Shard placements are chosen to uniformly distributed shards across nodes, and their associated metadata is available in the pipeline_cluster.shards catalog view. Its schema is as follows:

\d pipeline_cluster.shards
  View "pipeline_cluster.shards"
     Column      |   Type   | Modifiers
-----------------+----------+-----------
 shard           | text     |
 owner           | text     |
 continuous_view | text     |
 shard_id        | smallint |
 shard_type      | text     |
 sharding_policy | text     |
 is_local        | boolean  |
 balanced        | boolean  |
 reachable       | boolean  |

Routing

Since any PipelineDB node can accept any read or write request, it is often necessary to route rows between nodes before combining them with on-disk data. However, any routing that is done does not happen until after a continuous view’s query plan is executed on any available incoming rows first. What this means is that only the aggregate result of incoming rows actually needs to be routed. This is designed to both minimize network overhead and distribute work.

Since continuous views are nearly always defined by aggregate queries with groupings, and since groupings are by definition unique, groupings are the basis for determining how rows are ultimately routed between nodes. PipelineDB Cluster supports two sharding policies: read_optimized and write_optimized, which will be explained in the following sections.

Sharding policies may be set globally using the pipeline_cluster.sharding_policy configuration parameter in pipelinedb.conf, or on a per-continuous view basis using the sharding_policy parameter:

CREATE CONTINUOUS VIEW v0 WITH (sharding_policy='read_optimized') AS
  SELECT x::integer, COUNT(*) FROM stream GROUP BY x;

CREATE CONTINUOUS VIEW v1 WITH (sharding_policy='write_optimized') AS
  SELECT x::integer, COUNT(*) FROM stream GROUP BY x;

read_optimized (default)

Read-optimized continuous views are designed to minimize the size of underlying on-disk data, thus making reads as fast as possible. Minimizing on-disk data is accomplished by only keeping disjoint subsets of continuous view groups on each shard. That is, after initial partial aggregation, resulting groups will be routed to the node that is assigned that group. Each group only exists on one node.

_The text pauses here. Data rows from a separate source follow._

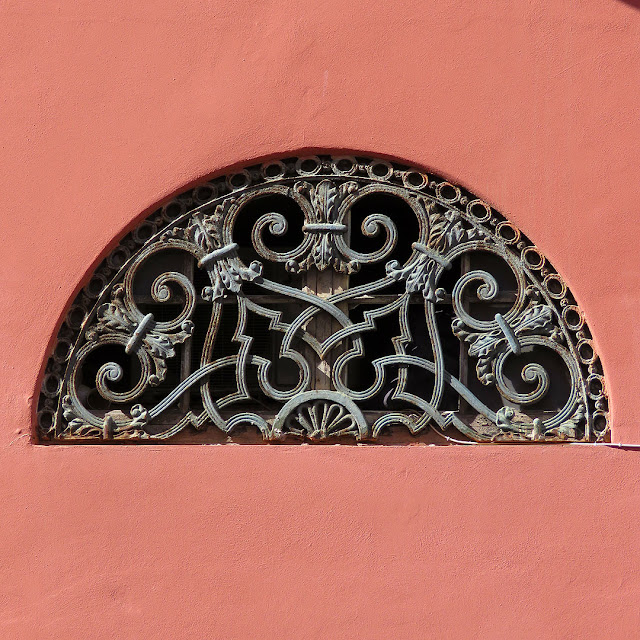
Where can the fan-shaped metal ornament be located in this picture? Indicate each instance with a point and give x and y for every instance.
(304, 276)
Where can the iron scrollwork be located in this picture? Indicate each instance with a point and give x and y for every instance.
(516, 339)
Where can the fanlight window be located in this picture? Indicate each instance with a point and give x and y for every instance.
(326, 299)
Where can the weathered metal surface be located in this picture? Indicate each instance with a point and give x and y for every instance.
(321, 340)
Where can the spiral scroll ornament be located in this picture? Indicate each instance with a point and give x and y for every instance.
(324, 299)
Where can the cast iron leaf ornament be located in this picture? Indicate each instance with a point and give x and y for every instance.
(279, 324)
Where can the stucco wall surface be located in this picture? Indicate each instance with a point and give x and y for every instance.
(106, 109)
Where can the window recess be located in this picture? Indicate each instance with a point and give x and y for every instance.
(324, 299)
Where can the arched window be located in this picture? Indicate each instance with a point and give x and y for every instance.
(324, 299)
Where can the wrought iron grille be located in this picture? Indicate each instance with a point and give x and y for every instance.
(324, 299)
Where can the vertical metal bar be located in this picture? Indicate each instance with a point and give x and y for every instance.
(188, 267)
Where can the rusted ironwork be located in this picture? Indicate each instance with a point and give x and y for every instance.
(305, 276)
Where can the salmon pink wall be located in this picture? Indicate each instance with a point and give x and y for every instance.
(107, 109)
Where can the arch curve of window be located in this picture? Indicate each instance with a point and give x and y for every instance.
(324, 299)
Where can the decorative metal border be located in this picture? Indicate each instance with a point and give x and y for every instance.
(452, 222)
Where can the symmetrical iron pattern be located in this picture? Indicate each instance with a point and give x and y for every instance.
(324, 251)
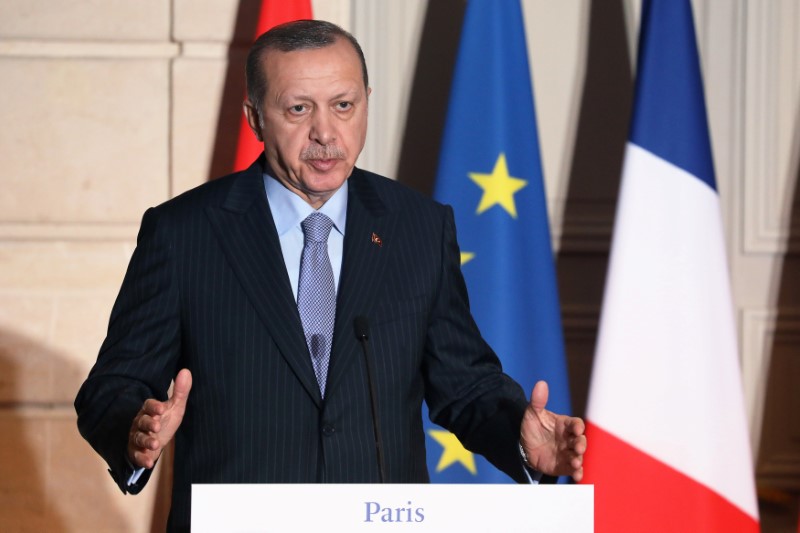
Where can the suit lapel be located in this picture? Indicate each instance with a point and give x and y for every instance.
(367, 246)
(247, 234)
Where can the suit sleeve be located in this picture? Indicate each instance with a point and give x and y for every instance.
(466, 389)
(139, 356)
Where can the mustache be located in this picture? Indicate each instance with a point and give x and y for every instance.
(329, 151)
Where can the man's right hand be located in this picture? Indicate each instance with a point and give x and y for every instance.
(156, 423)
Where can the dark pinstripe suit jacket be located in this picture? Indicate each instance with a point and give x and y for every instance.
(207, 289)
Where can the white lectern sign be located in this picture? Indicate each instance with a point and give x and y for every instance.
(406, 508)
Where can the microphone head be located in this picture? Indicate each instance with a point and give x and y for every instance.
(361, 326)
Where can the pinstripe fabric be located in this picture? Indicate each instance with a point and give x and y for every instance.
(207, 289)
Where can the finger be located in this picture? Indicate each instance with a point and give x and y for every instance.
(577, 425)
(180, 392)
(580, 445)
(146, 442)
(148, 424)
(144, 459)
(539, 396)
(153, 407)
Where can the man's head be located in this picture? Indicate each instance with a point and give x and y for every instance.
(307, 101)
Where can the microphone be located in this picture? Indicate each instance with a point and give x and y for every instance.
(361, 326)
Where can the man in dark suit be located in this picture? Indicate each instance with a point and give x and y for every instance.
(223, 294)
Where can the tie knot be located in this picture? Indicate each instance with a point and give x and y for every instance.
(316, 227)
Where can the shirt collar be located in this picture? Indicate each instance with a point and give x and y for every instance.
(289, 210)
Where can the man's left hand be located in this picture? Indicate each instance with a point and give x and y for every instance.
(554, 444)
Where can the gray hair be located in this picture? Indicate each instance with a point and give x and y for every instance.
(289, 37)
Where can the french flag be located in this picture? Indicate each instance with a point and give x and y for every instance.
(666, 426)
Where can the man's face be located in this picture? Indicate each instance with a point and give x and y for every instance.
(314, 118)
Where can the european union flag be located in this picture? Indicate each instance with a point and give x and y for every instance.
(490, 172)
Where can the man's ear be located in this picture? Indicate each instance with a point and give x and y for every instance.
(253, 119)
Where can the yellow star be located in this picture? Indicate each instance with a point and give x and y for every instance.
(453, 451)
(498, 187)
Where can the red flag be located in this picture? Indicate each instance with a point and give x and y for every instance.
(272, 13)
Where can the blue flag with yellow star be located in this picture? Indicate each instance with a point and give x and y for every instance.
(490, 172)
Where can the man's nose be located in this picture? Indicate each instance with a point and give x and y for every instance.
(323, 128)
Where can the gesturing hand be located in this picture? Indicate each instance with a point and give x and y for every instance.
(156, 423)
(554, 444)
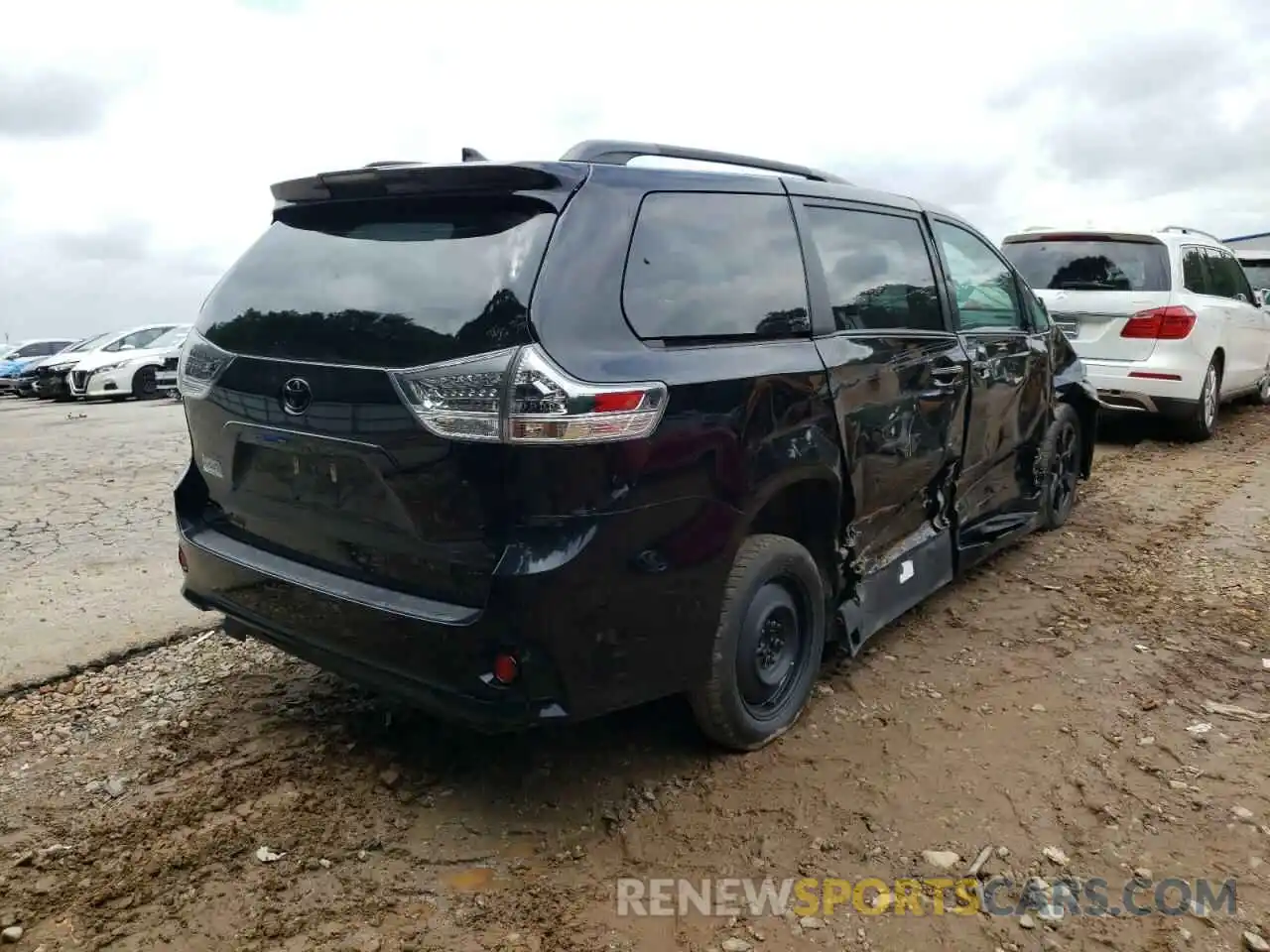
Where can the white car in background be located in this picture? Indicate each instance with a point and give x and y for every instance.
(1165, 321)
(127, 365)
(1256, 266)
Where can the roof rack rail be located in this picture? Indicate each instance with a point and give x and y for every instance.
(1188, 230)
(620, 153)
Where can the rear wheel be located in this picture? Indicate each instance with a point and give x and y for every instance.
(1262, 397)
(1201, 424)
(145, 386)
(1062, 453)
(767, 648)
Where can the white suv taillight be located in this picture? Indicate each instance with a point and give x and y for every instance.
(199, 366)
(520, 397)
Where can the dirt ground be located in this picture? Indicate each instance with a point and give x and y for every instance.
(1053, 701)
(85, 515)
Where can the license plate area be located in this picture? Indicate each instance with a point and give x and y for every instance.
(308, 472)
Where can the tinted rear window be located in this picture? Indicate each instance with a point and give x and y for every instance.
(878, 270)
(715, 266)
(1084, 264)
(384, 284)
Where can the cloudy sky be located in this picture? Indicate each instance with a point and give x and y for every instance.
(139, 139)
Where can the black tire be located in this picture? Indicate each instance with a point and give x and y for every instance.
(145, 386)
(1201, 422)
(774, 602)
(1062, 453)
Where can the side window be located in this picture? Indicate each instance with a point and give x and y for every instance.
(987, 298)
(1196, 276)
(1224, 281)
(143, 338)
(707, 264)
(878, 270)
(1237, 276)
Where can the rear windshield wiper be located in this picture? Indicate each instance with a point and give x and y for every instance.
(1089, 286)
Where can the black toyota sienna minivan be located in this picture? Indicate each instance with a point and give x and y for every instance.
(526, 442)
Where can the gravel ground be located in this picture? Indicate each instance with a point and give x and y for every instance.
(212, 794)
(87, 551)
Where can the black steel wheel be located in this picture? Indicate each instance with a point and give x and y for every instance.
(1062, 453)
(767, 648)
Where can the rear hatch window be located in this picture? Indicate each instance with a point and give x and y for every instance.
(384, 284)
(1057, 263)
(1257, 272)
(1093, 285)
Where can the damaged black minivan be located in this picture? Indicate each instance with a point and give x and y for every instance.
(527, 442)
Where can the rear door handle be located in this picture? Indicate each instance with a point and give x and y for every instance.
(947, 376)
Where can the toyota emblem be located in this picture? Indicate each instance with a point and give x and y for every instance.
(296, 397)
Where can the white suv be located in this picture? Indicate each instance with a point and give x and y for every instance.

Consider the following simple example:

CREATE CONTINUOUS VIEW v WITH (sharding_policy='read_optimized', shards=2) AS
  SELECT x::integer, COUNT(*) FROM stream GROUP BY x;

Now let’s assume that the following inserts are processed by a node other than the node that is assigned the resulting grouping:

INSERT INTO stream (x) VALUES (0), (0), (0), (0), (0);

Assuming that the worker process reads these five rows all at once fast enough, only the aggregate row (0, 5) would be routed to the grouping’s designated node, and subsequently combined with on-disk data as usual.

Note

Read-optimized grouping is PipelineDB Cluster’s default grouping policy

write_optimized

Write-optimized continuous views are designed to maximize write throughput by allowing any shard to maintain a local version of any group. Routing is then only necessary if a node that produces a partial aggregate result for a given group does not have any shards for the group’s continuous view.

Since a group may exist on multiple servers with write-optimized grouping, groups must be combined into a single group at read-time, thereby incurring a read-time performance impact in exchange for increased write throughput. How groups are combined at read-time is explained in the next section.


Combining Shards

Since continuous view shards are independent of each other, it may be necessary to combine data from multiple shards at continuous view read time in order to provide a finalized query result. This is a fundamental design property that takes advantage of the fact that continuous views are typically already aggregated, and therefore relatively cheap to read. Consider the following example continuous view:

CREATE CONTINUOUS VIEW v WITH (sharding_policy='write_optimized', shards=16) AS
  SELECT x::integer, AVG(y::integer) FROM stream GROUP BY x;

Since it uses a write_optimized grouping policy, multiple local copies for each grouped average may exist. At read time, these groups would be combined with no loss of information, producing a finalized result with exactly one row per group.